Ein alter Brunnen in einer grünen Landschaft.

Mit Wasserknappheit haben nicht alle gleich zu kämpfen. Ärmere, meist indigene Bauernfamilien haben oft schlechteren Zugang und weniger Möglichkeiten. (Foto: Julia Hauri)

Vier Personen sitzen vor einem Haus und diskutieren.

Der Bauer Mukesh Oshari (hinten links) erzählt, welche Ressourcen er zur Bewässerung nutzt und welche sozialen Faktoren ihn beim Thema Wassermanagement unterstützen. (Foto: Julia Hauri)

Ausgebreitete Mindmap mit Post-its.

Fokusgruppendiskussion: In einem Akteurs-Mapping reflektieren Bauern gemeinsam, wer die wichtigsten Akteure für die Wassernutzung sind – das konnten Personen, Organisationen, aber auch Dinge wie "Wald" oder "Kanäle" sein. (Foto: Julia Hauri)

Wasserfläche mit Damm am Horizont.

Grosse Infrastrukturprojekte wecken grosse Hoffnungen – dabei geraten die Massnahmen oft in den Hintergrund, zu denen jeder Einzelne beitragen kann. (Foto: Julia Hauri)

Tröpfchenbewässerungssystem auf Feldern.

Mit der Nutzung von wassersparenden Technologien kommt es oft zum Rebound-Effekt: weil effizienter bewässert wird, werden grössere Flächen bepflanzt – insgesamt wird also nicht weniger Wasser verbraucht. (Foto: Julia Hauri)

Ausgetrockneter Wasserkanal in grüner Landschaft.

Die gemeinschaftliche Koordination der Nutzung von Wasserkanälen funktioniert in einigen Regionen Indiens bereits gut. (Foto: Julia Hauri)

Schwarzer Waran auf dem Büroboden.

Ungewöhnlicher Bürobewohner. (Foto: Julia Hauri)

Mehrere parkierte Motorräder.

Motorrad... (Foto: Julia Hauri)

Ein beladenes Kamel.

... oder doch lieber Kamel? (Foto: Julia Hauri)

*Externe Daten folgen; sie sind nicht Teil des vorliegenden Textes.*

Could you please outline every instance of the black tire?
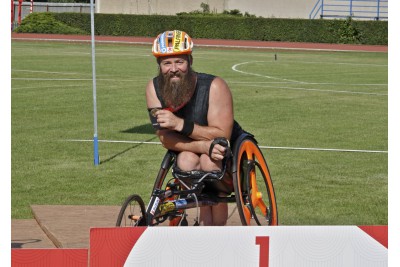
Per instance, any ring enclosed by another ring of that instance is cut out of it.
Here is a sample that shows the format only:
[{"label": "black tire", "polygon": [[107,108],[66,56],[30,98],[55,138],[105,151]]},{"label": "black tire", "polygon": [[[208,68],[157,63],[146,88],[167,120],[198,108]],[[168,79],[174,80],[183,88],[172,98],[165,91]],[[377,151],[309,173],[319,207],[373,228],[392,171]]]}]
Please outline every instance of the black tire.
[{"label": "black tire", "polygon": [[274,187],[267,162],[249,135],[234,147],[233,185],[242,225],[278,225]]},{"label": "black tire", "polygon": [[146,225],[146,208],[139,195],[130,195],[122,204],[117,218],[117,227]]}]

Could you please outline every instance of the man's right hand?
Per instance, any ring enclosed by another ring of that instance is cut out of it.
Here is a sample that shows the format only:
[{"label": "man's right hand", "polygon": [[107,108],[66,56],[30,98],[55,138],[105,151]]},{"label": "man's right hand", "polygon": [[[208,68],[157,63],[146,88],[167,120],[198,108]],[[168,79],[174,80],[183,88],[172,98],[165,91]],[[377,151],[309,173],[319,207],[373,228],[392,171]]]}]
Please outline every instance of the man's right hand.
[{"label": "man's right hand", "polygon": [[177,132],[183,129],[183,119],[175,116],[171,111],[161,109],[158,110],[155,115],[157,116],[157,122],[161,127],[175,130]]}]

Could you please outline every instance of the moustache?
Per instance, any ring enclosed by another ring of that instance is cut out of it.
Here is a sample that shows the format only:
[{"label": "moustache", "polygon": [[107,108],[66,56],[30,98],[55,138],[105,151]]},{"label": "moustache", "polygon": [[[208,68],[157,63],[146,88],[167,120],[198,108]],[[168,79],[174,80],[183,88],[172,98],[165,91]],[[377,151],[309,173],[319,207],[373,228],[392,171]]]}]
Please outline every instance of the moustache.
[{"label": "moustache", "polygon": [[168,76],[167,76],[168,79],[171,79],[171,78],[174,78],[174,77],[182,78],[182,74],[180,74],[180,73],[169,73]]}]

Wie stark soziale Ungleichheiten in Indien den Zugang zu Wasser prägen – und warum gemeinschaftlich getragene Lösungen entscheidend sein könnten, um die Zukunft der Landwirtschaft in Regionen wie dem Nimar Valley zu sichern, darüber berichtet Julia Hauri im Interview. Sie hat Agrarwissenschaften an der ETH Zürich studiert und ihre Masterarbeit zum Thema Anpassungen an sinkende Grundwasserspiegel im Rahmen des FiBL Langzeitforschungsprojektes SysCom (Farming Systems Comparison in the Tropics) umgesetzt. Dafür verbrachte sie drei Monate im indischen Nimar Valley.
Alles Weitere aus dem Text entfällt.